# Shipping Boots



## NBEventer (Sep 15, 2012)

One of my client has those ones. They are decent enough. My client puts bell boots under them and sometimes stable wraps. I prefer the full coverage boots with the rubber at the bottom. But they can be a bit pricey.


----------



## Saddlebag (Jan 17, 2011)

A lot of shipping boots slide down. Maybe bell boots would help keep them up. One horse's slipped so much he stood on part then couldn't move his other foot. That could cause panic.


----------



## NBEventer (Sep 15, 2012)

Saddlebag said:


> A lot of shipping boots slide down. Maybe bell boots would help keep them up. One horse's slipped so much he stood on part then couldn't move his other foot. That could cause panic.

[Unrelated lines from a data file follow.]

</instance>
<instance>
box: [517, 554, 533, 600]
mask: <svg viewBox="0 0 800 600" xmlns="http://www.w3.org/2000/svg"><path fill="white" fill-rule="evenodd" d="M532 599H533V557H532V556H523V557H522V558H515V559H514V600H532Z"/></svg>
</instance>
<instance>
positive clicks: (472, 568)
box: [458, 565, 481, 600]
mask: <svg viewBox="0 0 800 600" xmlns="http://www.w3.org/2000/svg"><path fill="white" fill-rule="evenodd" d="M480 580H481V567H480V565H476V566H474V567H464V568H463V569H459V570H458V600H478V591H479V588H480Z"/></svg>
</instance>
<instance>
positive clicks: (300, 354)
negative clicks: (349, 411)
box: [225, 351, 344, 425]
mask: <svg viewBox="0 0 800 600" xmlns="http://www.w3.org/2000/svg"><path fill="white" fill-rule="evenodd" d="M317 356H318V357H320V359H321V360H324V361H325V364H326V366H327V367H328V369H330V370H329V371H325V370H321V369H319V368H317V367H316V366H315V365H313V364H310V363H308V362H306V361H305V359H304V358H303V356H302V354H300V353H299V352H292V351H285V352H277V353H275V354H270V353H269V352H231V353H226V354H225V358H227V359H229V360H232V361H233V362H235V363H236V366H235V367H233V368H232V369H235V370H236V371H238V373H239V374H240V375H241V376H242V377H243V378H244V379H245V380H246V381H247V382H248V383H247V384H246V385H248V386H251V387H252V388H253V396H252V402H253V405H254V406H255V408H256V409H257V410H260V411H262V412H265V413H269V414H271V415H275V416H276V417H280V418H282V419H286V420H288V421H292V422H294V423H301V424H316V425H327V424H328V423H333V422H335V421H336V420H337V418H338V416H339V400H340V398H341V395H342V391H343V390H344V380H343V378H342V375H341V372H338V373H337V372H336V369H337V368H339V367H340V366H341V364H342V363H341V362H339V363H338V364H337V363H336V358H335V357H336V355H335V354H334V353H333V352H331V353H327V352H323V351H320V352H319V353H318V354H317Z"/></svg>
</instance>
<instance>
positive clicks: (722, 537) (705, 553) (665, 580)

Yea thats why I like the bigger ones that have full coverage. They are a stiffer material so they don't slide down. The ones the OP posted are the same sort of material though and seem to be pretty stiff so they don't move. But I always tell people to do them up snug and tape them to help keep them snug so they don't slide down.


----------



## BornToRun (Sep 18, 2011)

I have bell boots, so I can do that. I won't be taking him very far, just to my aunts who lives two seconds away, then to a friends who is about twenty, and the fair grounds are pretty close. I wasn't thinking about hours of driving.


----------